Indonesia ingin mencapai tujuan ambisius untuk mereformasi ekonomi di sektor kelautan dan perikanan agar menjadi lebih berkelanjutan. Bank Dunia terus mendukung tujuan ini melalui PROBLUE Trust Fund yang baru-baru ini menggelontorkan dana hibah senilai 775.000 dolar AS untuk studi analitis yang akan mendukung persiapan program Lautan Sejahtera — LAUTRA (Oceans for Prosperity), yaitu investasi Pemerintah Indonesia dan Bank Dunia yang berfokus pada peningkatan pengelolaan perikanan, mata pencaharian masyarakat di kawasan pesisir, dan pengelolaan ekosistem di seluruh kawasan Timur Indonesia.
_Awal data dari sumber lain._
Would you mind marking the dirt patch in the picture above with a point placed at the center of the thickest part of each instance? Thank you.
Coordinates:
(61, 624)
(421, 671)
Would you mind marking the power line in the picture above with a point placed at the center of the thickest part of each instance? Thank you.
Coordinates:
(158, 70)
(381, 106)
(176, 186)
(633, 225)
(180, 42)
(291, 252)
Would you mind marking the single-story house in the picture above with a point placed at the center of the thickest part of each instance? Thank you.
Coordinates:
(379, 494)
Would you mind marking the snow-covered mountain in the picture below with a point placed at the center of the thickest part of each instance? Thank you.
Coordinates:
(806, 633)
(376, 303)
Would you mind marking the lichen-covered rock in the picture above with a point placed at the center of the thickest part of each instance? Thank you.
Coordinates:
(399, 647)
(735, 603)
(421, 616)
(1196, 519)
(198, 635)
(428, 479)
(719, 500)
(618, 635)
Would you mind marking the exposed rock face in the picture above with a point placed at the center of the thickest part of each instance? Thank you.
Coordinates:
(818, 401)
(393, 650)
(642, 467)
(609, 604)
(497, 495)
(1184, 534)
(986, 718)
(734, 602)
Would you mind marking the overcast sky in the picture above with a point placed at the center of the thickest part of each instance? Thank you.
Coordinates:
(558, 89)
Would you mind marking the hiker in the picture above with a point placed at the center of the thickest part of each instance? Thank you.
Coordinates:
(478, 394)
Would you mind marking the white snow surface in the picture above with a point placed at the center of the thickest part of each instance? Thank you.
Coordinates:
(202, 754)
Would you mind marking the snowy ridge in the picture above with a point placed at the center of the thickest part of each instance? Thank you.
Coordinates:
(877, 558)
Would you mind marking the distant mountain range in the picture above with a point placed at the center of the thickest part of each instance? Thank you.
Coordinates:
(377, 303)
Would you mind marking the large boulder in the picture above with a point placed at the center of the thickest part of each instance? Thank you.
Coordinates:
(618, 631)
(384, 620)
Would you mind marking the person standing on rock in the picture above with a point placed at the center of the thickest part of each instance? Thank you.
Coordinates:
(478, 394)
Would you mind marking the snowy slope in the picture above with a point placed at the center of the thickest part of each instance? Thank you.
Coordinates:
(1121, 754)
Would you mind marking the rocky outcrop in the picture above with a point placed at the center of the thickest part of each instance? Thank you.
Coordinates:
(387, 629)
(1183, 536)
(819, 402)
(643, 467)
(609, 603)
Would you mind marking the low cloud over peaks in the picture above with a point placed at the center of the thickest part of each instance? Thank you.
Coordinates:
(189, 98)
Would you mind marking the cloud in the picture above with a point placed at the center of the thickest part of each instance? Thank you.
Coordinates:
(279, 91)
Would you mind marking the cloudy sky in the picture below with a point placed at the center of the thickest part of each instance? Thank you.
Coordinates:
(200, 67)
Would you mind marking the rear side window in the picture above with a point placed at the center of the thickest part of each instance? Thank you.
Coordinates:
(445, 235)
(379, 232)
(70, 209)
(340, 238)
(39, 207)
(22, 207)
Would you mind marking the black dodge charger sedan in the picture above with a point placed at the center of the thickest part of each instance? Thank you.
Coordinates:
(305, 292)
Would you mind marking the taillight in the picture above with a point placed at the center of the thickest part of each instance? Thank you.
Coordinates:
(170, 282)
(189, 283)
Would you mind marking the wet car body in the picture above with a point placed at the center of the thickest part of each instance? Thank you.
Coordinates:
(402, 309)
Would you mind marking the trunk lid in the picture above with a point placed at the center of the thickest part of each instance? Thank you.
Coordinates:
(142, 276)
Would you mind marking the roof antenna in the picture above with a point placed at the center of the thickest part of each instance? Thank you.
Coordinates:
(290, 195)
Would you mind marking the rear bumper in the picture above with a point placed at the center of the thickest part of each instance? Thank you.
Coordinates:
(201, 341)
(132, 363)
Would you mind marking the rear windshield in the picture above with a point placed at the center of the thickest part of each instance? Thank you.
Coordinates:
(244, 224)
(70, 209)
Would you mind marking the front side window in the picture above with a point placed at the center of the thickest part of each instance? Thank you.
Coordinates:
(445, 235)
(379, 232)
PROBLUE adalah suatu dana perwalian multi-donor (multi-donor trust fund) yang mendukung pengembangan sumber daya kelautan dan pesisir secara terintegrasi, berkelanjutan, dan sehat di seluruh dunia, serta akan membantu Bank Dunia dan Kementerian Kelautan dan Perikanan Indonesia untuk menetapkan rencana praktis dalam upaya mencapai tujuan LAUTRA. Studi yang didukung oleh PROBLUE akan menghasilkan serangkaian rekomendasi, di antaranya tentang operasionalisasi sistem Wilayah Pengelolaan Perikanan Indonesia (WPP), sistem untuk dukungan sosial dan pembangunan ekonomi di wilayah pesisir, dampak perubahan iklim terhadap sektor perikanan Indonesia dan masyarakat pesisir, dan pengembangan mekanisme pembiayaan investasi terkait sektor kelautan. Keputusan pendanaan tersebut menunjukkan dukungan yang kuat terhadap visi Indonesia tentang ekonomi kelautan secara berkelanjutan dan kepercayaan terhadap LAUTRA sebagai salah satu jalan mewujudkan visi ini.